Machado recreates his ship-board bedroom setting in an interactive installation. The artist allows visitors to enter a sailor’s world by lying on a small cot to watch old seafaring film clips on a screen in the shape of a porthole. Tacked to the wall are the fictitious sailor’s “mementos,” in actuality contributions from Machado’s friends, including photographer Matthew Bajda, Futurefarmers Joe Riley & Audrey Snyder, photographer/commercial fisherman Corey Arnold, and others who represent Machado’s real, as well as imagined, community of ocean folk.

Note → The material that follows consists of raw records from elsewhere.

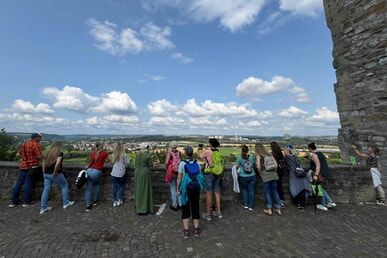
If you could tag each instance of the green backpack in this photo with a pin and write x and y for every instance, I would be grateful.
(217, 163)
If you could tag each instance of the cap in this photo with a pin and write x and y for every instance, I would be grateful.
(173, 144)
(188, 150)
(34, 135)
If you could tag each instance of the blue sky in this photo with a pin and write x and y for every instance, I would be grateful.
(211, 67)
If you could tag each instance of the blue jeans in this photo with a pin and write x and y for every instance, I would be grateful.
(93, 178)
(61, 181)
(24, 178)
(118, 183)
(325, 198)
(248, 186)
(270, 188)
(212, 183)
(176, 200)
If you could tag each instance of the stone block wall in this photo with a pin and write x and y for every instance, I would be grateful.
(349, 185)
(359, 35)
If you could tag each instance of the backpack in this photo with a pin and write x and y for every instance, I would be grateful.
(81, 179)
(247, 166)
(176, 159)
(217, 163)
(270, 164)
(192, 169)
(283, 167)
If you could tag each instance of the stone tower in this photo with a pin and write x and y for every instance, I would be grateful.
(359, 34)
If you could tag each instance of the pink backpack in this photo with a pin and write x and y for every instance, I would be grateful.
(176, 159)
(173, 165)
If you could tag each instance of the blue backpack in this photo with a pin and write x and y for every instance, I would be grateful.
(192, 169)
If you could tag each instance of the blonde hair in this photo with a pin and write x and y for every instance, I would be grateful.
(53, 153)
(118, 152)
(260, 150)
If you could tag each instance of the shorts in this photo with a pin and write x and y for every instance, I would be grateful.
(212, 183)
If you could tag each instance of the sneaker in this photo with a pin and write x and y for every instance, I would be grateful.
(206, 216)
(174, 208)
(185, 233)
(322, 207)
(42, 211)
(197, 232)
(70, 203)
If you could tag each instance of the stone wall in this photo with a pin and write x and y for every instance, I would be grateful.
(349, 185)
(359, 35)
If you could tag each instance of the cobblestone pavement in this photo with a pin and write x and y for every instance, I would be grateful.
(345, 231)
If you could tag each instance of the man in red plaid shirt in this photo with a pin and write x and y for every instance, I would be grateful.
(30, 153)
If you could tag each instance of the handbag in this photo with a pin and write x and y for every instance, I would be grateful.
(35, 173)
(320, 178)
(223, 182)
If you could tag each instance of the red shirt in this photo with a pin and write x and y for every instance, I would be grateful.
(100, 160)
(30, 153)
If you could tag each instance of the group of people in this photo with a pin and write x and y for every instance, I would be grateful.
(186, 178)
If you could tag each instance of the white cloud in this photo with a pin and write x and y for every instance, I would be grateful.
(300, 95)
(255, 86)
(181, 58)
(232, 14)
(209, 108)
(156, 37)
(27, 107)
(70, 98)
(292, 112)
(302, 7)
(325, 115)
(162, 108)
(117, 103)
(128, 40)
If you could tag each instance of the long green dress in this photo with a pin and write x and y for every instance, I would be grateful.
(143, 183)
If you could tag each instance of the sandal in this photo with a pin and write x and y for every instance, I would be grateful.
(278, 211)
(267, 211)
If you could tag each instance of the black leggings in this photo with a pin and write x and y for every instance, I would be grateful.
(192, 206)
(300, 199)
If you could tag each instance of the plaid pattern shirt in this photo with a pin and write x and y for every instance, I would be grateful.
(30, 153)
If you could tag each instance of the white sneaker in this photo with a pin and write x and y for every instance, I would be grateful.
(70, 203)
(321, 207)
(45, 210)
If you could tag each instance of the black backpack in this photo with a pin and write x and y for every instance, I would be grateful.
(193, 170)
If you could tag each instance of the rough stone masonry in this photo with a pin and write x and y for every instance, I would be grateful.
(359, 34)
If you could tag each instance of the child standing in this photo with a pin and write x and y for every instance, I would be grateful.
(373, 162)
(120, 161)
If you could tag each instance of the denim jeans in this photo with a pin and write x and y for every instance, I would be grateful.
(61, 181)
(325, 198)
(118, 183)
(248, 187)
(93, 178)
(24, 179)
(176, 200)
(270, 188)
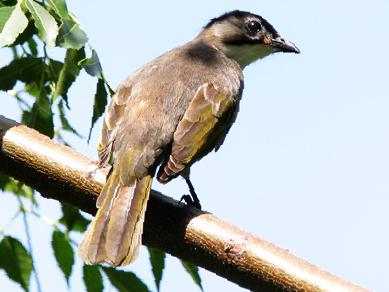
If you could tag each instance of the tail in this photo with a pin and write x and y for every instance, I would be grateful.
(115, 234)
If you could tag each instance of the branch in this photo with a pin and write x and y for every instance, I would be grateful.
(60, 173)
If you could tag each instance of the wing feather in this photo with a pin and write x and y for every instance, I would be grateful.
(200, 130)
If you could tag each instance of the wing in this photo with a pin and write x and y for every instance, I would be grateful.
(112, 119)
(201, 129)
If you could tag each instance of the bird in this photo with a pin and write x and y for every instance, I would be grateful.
(166, 116)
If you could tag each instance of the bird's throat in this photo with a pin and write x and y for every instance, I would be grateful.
(246, 54)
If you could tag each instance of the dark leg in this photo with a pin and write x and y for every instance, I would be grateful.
(192, 199)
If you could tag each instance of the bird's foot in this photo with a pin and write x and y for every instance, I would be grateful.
(191, 201)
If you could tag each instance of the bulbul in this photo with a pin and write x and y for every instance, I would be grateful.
(166, 116)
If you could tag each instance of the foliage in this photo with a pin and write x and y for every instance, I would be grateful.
(40, 86)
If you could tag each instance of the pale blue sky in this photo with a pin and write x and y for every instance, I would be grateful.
(306, 165)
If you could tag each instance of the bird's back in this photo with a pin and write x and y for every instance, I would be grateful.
(158, 94)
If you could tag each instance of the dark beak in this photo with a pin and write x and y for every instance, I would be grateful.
(284, 46)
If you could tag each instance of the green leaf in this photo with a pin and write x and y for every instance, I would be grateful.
(71, 36)
(92, 278)
(63, 253)
(5, 13)
(25, 69)
(14, 25)
(157, 259)
(193, 271)
(16, 261)
(44, 22)
(26, 35)
(5, 3)
(41, 118)
(59, 6)
(69, 72)
(125, 281)
(64, 121)
(72, 218)
(99, 103)
(92, 65)
(32, 45)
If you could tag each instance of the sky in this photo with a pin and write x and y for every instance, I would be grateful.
(305, 166)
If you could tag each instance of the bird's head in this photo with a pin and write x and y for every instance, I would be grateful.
(245, 37)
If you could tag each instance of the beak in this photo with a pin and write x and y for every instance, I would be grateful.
(283, 45)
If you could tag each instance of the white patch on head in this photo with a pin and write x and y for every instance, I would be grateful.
(224, 30)
(246, 54)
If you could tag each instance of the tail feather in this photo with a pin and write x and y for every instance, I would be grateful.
(115, 234)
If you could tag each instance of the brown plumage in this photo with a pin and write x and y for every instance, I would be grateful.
(168, 114)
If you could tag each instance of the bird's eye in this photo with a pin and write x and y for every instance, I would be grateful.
(253, 27)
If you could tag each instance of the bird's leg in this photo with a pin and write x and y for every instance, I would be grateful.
(193, 196)
(192, 199)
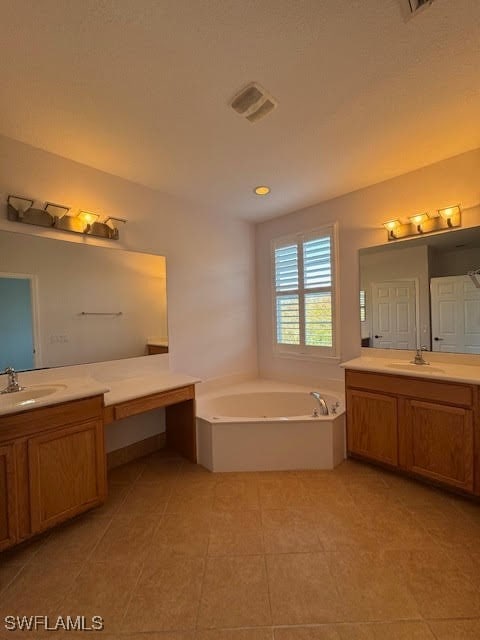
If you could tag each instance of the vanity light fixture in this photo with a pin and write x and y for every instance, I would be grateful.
(422, 223)
(418, 219)
(449, 214)
(262, 190)
(391, 226)
(57, 216)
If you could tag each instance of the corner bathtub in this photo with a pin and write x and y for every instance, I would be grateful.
(266, 426)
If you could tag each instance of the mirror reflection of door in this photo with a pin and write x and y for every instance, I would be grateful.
(394, 315)
(16, 322)
(455, 307)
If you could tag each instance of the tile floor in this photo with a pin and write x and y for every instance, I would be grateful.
(178, 553)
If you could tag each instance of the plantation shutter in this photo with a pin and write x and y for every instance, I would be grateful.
(304, 293)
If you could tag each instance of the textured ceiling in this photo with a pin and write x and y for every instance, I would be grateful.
(140, 89)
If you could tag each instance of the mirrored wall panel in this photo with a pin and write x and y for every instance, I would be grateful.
(64, 303)
(422, 292)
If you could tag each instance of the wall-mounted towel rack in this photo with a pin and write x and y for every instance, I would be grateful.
(107, 313)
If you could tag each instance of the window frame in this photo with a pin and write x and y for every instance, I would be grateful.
(301, 350)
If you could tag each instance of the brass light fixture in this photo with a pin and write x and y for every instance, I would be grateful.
(421, 223)
(56, 216)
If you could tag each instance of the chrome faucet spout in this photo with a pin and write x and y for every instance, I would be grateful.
(12, 381)
(419, 359)
(322, 405)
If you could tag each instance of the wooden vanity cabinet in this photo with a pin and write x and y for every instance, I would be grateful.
(424, 427)
(52, 466)
(372, 425)
(8, 497)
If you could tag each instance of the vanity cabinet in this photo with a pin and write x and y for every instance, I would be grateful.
(439, 442)
(52, 467)
(426, 428)
(8, 497)
(372, 425)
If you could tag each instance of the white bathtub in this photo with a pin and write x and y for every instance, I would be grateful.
(267, 426)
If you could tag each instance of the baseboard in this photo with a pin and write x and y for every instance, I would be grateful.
(135, 450)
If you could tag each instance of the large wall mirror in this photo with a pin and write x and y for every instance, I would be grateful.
(418, 293)
(64, 303)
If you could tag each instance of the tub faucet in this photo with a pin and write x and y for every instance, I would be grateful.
(419, 359)
(12, 381)
(322, 405)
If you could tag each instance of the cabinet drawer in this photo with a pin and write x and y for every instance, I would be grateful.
(154, 401)
(32, 422)
(448, 392)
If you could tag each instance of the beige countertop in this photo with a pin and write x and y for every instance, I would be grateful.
(63, 390)
(131, 388)
(436, 370)
(119, 381)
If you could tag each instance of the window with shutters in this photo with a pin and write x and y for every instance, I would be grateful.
(304, 293)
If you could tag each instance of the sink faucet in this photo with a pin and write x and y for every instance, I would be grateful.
(322, 405)
(12, 383)
(419, 359)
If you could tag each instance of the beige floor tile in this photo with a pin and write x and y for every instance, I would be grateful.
(146, 498)
(127, 537)
(102, 589)
(234, 593)
(73, 541)
(39, 589)
(302, 590)
(235, 533)
(189, 501)
(116, 495)
(167, 596)
(181, 534)
(371, 588)
(439, 586)
(158, 470)
(290, 530)
(394, 527)
(277, 492)
(366, 631)
(456, 629)
(344, 530)
(23, 553)
(236, 495)
(127, 473)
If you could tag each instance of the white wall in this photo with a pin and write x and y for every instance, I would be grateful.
(360, 216)
(210, 259)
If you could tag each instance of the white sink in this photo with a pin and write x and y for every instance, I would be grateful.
(417, 368)
(29, 396)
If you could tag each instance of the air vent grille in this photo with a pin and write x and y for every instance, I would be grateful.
(253, 102)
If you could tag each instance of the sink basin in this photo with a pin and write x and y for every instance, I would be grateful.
(417, 368)
(29, 396)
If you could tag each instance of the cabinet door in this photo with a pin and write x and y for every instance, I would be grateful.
(8, 497)
(372, 426)
(67, 473)
(439, 442)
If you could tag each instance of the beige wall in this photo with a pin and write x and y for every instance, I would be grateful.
(360, 216)
(210, 260)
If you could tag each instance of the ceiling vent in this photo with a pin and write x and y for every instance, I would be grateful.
(411, 8)
(253, 102)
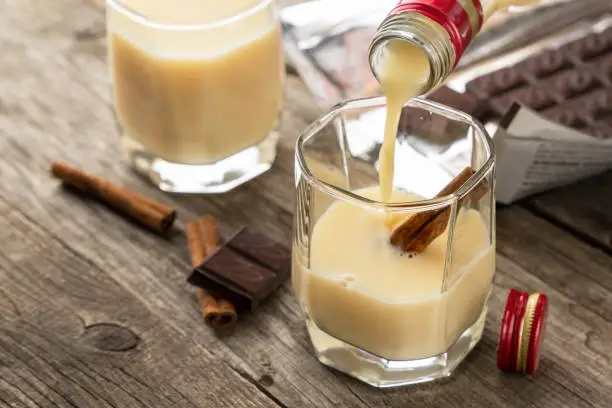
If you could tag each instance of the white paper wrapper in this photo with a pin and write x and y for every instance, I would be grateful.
(534, 155)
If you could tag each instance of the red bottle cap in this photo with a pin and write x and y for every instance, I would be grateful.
(522, 332)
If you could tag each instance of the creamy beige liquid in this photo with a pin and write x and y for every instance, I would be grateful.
(196, 96)
(362, 290)
(404, 71)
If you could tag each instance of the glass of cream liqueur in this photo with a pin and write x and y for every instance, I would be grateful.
(197, 89)
(392, 311)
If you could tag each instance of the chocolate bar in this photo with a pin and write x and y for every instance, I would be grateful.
(246, 270)
(571, 85)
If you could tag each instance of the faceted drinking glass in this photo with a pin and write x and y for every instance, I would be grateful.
(387, 317)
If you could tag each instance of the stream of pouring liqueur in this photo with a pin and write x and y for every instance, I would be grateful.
(404, 72)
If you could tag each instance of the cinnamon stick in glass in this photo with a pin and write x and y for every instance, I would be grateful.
(148, 212)
(203, 239)
(416, 233)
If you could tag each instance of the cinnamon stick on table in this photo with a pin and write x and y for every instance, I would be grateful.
(416, 233)
(202, 239)
(148, 212)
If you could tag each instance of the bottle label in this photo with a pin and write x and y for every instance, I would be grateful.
(461, 19)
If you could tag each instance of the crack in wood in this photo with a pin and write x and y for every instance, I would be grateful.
(257, 385)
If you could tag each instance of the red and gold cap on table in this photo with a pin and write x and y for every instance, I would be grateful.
(461, 19)
(522, 332)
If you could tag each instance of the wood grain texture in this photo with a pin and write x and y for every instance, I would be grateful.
(95, 311)
(583, 208)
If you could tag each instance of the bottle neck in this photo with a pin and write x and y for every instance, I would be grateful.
(424, 34)
(441, 28)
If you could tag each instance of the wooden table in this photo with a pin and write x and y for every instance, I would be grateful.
(95, 312)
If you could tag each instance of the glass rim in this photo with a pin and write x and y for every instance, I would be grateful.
(147, 22)
(423, 205)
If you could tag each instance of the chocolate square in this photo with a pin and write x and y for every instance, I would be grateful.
(592, 45)
(246, 270)
(270, 253)
(569, 84)
(546, 63)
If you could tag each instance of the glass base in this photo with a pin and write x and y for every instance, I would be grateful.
(383, 373)
(218, 177)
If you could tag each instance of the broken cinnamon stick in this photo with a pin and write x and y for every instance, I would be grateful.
(150, 213)
(203, 239)
(416, 233)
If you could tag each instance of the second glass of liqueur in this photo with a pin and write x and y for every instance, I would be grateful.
(198, 89)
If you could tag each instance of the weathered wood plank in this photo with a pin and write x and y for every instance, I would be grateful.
(74, 337)
(583, 208)
(578, 270)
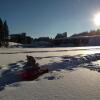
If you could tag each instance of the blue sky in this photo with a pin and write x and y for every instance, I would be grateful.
(48, 17)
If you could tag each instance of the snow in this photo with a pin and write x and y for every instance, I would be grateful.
(73, 74)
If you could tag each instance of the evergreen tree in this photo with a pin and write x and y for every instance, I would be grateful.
(1, 33)
(6, 34)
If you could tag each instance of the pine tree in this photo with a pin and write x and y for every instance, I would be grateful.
(6, 33)
(1, 32)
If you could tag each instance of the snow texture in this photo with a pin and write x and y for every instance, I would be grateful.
(73, 74)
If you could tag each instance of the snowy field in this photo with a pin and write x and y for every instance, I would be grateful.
(74, 74)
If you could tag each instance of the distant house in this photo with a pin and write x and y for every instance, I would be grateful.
(61, 35)
(21, 38)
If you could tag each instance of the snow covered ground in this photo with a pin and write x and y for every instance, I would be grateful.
(73, 74)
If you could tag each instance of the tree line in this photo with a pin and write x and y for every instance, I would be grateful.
(4, 33)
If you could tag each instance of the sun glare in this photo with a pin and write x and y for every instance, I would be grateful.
(97, 19)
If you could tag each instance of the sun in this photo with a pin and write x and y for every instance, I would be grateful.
(97, 19)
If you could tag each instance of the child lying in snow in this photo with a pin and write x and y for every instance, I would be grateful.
(31, 64)
(32, 70)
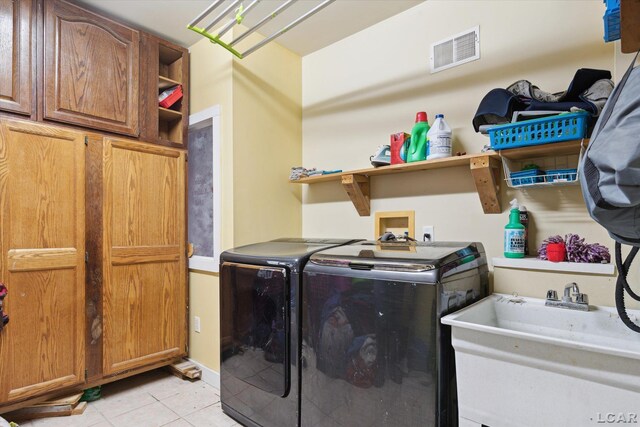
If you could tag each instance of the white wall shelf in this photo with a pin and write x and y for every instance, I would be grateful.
(561, 267)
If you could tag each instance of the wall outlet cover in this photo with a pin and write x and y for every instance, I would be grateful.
(196, 324)
(428, 233)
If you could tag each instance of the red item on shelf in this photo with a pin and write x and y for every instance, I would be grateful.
(170, 96)
(556, 252)
(397, 141)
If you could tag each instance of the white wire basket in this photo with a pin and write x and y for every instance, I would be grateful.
(551, 171)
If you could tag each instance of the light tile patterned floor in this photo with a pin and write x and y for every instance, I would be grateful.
(152, 399)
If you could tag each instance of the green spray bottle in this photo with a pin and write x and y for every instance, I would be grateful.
(514, 233)
(418, 148)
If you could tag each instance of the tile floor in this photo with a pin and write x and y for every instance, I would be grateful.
(152, 399)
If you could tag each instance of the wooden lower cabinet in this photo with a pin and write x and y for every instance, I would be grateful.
(92, 246)
(42, 226)
(144, 259)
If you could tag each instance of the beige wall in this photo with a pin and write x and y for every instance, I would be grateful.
(362, 89)
(261, 120)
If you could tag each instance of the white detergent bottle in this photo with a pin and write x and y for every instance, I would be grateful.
(439, 137)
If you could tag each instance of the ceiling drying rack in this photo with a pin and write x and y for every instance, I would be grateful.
(238, 12)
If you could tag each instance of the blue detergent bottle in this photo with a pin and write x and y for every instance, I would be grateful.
(418, 148)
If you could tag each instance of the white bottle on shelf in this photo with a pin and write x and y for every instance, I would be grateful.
(439, 137)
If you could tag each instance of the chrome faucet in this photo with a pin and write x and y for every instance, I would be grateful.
(581, 301)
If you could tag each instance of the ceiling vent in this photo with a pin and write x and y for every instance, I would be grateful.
(455, 50)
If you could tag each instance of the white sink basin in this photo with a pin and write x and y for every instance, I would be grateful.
(520, 363)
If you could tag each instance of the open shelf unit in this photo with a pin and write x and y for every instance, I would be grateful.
(170, 74)
(484, 167)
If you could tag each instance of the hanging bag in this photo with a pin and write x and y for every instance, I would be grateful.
(610, 178)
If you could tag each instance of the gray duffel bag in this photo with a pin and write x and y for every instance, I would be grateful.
(610, 178)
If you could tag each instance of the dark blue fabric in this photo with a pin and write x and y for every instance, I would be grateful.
(497, 107)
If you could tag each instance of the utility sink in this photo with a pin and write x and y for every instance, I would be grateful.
(521, 363)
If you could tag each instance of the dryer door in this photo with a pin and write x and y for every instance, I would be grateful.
(254, 325)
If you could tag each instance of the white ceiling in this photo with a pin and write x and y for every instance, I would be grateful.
(169, 18)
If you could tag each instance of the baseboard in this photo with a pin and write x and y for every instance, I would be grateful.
(209, 376)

There is something profoundly solitary about these paintings. Perhaps seeing the gallery recreation of the cramped quarters Machado lives in for months on end, one can’t help but imagine the personal sacrifice these paintings represent. By assembling a sleeping quarters with his T.V. essentially lying next to him, his audience experiences a sense a loneliness, even claustrophobia. Machado avoids populating the canvases with people, with one notable exception. In a painting that is hung just above and beyond the T.V. monitor, his own son sits at the end of a row boat wearing a life vest and floating far from shore. There is much emotion packed into this single painting. It speaks to a future filled with adventure, and perhaps moments of solitude. It also contains a narrative of drifting with -- not pushing against -- nature. There is melancholy here too, as Machado depicts his own son as a future sailor. The boy stares at the viewer, at Machado the painter, with a look on his face conveying both resignation and curiosity.
We are all ocean folk, in a sense; this globe being 71 percent water. We are unified by water and dependent on it to absorb carbon dioxide. There is a palpable open question posed by scenes of serene beauty amid industrial activity. It may be a glimmer of hope or a jolt to activism that, in certain paintings, Machado depicts images of what abides in the world of nature (the snowy tip of Mt. Fuji) and in the world of the heart (his young son in a row boat). These are not symbols. Compositionally, they stand as totems or horizon lines from which the eye cannot falter without losing its way.
Water and sunlight themselves act as a further unifier and muse. Machado’s joy and reverence in illustrating the shimmer of mobile light on shivering waves is infectious. The soft, watery, wistful quality of his palate, renders delicate dots and dashes ala Morse code. What he communicates is both timeless and immediate.
It is impossible not to think of Homer’s Odyssey when examining the work of a mariner who spends long periods of time away from his family. Homer remains a touchstone not only for being the world’s first poet, but because the wanderer’s story teaches us about the vagaries of human experience and how to decide -- despite challenges we encounter along the journey -- which way to point. Machado’s paintings stir up this deeper level of existential consideration and they do so with consummate visual lyricism. It is a distinct lingering pleasure to see this work.